Take part in virtual 5k with HudsonAlpha, Huntsville Track Club

Take part in virtual 5k with HudsonAlpha, Huntsville Track Club
During this period of social distancing, it's the perfect time to take part in the Double Helix Dash. HudsonAlpha and the Huntsville Track Club are sponsoring the 'virtual' 5k, which supports childhood genetic disorders research at HudsonAlpha. Runners can complete their 5k any time, anywhere from March 31 to April 14. (contributed)

Looking for a way to help during the COVID-19 crisis, stay in shape and relieve stress during this time of social distancing?

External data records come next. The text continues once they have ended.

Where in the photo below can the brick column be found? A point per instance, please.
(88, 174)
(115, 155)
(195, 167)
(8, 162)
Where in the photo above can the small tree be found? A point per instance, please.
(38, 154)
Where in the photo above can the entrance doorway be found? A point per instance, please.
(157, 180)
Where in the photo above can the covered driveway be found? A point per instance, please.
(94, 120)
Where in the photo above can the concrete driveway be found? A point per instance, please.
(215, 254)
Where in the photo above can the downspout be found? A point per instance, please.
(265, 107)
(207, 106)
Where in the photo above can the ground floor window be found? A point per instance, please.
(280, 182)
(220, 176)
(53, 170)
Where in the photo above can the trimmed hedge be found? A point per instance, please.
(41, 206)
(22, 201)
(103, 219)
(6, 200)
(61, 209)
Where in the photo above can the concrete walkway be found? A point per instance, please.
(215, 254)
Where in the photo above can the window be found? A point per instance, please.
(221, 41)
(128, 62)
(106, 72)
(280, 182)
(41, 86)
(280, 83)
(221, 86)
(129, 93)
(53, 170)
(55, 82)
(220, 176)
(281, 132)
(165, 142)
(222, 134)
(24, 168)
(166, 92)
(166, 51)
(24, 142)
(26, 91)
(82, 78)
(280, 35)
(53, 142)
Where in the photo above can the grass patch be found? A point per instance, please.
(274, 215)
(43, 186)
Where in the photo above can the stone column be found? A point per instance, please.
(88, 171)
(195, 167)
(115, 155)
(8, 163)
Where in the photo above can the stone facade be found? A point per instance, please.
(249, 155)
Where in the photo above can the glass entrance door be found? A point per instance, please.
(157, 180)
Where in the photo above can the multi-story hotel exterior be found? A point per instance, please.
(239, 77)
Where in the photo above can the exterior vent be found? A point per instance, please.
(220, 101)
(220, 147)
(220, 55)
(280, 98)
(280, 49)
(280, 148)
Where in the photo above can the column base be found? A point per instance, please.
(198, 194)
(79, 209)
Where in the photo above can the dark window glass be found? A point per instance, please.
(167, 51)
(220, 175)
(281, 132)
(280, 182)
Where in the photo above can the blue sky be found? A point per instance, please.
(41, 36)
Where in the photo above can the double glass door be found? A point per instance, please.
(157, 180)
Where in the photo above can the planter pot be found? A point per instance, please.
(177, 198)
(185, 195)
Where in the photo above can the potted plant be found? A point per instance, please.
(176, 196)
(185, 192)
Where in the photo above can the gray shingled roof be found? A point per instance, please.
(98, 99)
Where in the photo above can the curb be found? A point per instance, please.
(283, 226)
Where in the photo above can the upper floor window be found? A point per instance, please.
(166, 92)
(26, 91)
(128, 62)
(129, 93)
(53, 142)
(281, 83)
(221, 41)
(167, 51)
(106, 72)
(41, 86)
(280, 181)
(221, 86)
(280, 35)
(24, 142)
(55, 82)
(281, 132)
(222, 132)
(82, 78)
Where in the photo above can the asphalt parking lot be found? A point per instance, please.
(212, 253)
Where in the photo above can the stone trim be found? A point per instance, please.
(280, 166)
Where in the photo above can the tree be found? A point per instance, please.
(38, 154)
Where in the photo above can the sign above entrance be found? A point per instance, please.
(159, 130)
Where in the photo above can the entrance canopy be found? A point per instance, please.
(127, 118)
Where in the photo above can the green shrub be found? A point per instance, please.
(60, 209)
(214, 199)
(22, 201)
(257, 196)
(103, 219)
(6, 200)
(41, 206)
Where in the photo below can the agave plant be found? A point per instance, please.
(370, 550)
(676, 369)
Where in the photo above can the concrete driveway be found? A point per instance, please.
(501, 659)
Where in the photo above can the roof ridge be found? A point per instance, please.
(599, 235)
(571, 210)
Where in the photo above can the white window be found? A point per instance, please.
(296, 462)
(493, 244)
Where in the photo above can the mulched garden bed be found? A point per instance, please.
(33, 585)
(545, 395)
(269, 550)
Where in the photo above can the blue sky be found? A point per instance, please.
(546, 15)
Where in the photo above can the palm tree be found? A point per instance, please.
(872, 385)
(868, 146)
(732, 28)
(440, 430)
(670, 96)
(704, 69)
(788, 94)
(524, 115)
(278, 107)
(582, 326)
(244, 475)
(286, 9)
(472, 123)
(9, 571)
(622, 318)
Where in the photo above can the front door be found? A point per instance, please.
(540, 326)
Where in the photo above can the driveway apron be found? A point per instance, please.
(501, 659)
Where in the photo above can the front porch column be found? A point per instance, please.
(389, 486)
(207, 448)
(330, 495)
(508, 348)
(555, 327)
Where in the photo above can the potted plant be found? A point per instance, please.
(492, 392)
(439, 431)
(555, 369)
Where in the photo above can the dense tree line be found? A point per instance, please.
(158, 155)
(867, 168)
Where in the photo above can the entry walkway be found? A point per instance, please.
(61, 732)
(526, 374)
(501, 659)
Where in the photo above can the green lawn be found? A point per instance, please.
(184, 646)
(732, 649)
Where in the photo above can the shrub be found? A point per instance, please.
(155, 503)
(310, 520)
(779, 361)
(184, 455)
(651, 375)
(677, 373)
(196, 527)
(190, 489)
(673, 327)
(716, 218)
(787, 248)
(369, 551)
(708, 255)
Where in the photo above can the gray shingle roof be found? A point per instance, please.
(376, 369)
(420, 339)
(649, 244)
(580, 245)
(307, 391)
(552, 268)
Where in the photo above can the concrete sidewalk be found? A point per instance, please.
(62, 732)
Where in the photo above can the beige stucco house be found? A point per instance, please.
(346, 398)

Take part in the HudsonAlpha Institute for Biotechnology and Huntsville Track Club’s (HTC) first Virtual Double Helix Dash 5K. The health crisis from the COVID-19 coronavirus continues to take its toll, but HudsonAlpha figured a way to keep the race alive. Here’s how:

  • Registrants can run the 5K anywhere, anytime between March 31 and April 14.
  • Log your time on HTC’s online form and send a photo to back it up, such as a screenshot of a fitness app or time on Garmin, for example. Runners are encouraged to wear their Double Helix Dash shirts from previous years in their photo.
  • HTC will track and post results. Participants must log their times by Tuesday, April 14, at 11:59 p.m. Though full results will be published, because of the nature of the event, formal awards won’t be made for top finishers.
  • Swag bags will be provided at a later date. Participants will be notified about packet pick-up dates and times when current restrictions are lifted.
The virtual 5k will benefit childhood genetic disorders research at HudsonAlpha. Thanks to such work, Violet Monson received a diagnosis of Rett syndrome and was able to begin medical treatment. (HudsonAlpha)

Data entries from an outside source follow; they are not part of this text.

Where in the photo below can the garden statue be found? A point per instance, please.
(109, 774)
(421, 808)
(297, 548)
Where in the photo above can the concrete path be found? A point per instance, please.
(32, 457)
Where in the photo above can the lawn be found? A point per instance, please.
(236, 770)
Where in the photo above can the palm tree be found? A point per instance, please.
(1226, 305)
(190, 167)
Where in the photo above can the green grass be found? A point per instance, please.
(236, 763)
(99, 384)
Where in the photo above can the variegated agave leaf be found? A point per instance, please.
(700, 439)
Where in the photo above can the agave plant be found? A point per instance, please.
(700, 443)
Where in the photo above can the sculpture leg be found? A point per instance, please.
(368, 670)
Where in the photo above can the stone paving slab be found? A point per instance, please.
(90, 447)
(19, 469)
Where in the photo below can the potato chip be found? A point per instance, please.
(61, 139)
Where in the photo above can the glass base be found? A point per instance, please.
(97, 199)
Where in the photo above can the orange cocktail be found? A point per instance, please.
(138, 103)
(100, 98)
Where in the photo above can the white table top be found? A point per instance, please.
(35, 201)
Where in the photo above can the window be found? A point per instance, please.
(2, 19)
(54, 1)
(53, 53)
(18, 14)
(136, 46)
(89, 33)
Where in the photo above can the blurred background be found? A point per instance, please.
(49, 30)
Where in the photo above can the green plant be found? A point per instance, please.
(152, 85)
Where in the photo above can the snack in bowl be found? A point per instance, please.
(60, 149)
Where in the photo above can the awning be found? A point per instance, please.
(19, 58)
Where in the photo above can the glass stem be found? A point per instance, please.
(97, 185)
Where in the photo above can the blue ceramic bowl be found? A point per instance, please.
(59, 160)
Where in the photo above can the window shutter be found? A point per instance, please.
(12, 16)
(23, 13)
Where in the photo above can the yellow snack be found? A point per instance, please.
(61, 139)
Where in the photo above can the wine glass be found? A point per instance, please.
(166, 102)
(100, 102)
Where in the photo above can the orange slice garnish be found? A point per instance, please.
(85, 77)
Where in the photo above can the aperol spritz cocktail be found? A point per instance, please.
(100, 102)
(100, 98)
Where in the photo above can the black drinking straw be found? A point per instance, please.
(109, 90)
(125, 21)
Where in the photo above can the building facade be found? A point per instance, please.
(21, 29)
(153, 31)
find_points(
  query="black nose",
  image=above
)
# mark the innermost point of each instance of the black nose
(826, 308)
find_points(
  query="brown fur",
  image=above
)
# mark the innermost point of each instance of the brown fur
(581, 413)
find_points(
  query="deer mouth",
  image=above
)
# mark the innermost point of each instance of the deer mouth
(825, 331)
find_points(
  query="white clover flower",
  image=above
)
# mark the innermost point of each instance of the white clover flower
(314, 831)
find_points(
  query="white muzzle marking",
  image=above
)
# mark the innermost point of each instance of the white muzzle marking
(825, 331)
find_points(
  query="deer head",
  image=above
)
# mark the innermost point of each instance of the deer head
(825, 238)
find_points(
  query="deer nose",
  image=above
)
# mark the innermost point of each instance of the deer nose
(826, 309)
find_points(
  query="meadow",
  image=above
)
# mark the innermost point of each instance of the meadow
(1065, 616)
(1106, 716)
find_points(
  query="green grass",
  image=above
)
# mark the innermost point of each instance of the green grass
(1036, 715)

The Double Helix Dash supports childhood genetic disorders research at HudsonAlpha, which is providing answers – and hope – to families across Alabama, such as Violet Monson of Montgomery. Monson is the 2020 Childhood Champion. She was diagnosed with Rett syndrome through HudsonAlpha’s Clinical Sequencing and Exploratory Research project, which works to diagnose children with unexplained developmental delays through the use of genomic sequencing.

Monson’s “D-Day,” or Diagnosis Day, was May 12, 2016. After months of waiting in between doctor’s appointments – sometimes as long as six months – her parents, Matt and Mandy Monson, finally learned the name behind their daughter’s condition, Rett syndrome. Rett syndrome is a rare neurological disorder that affects 1 in 10,000 girls across the globe.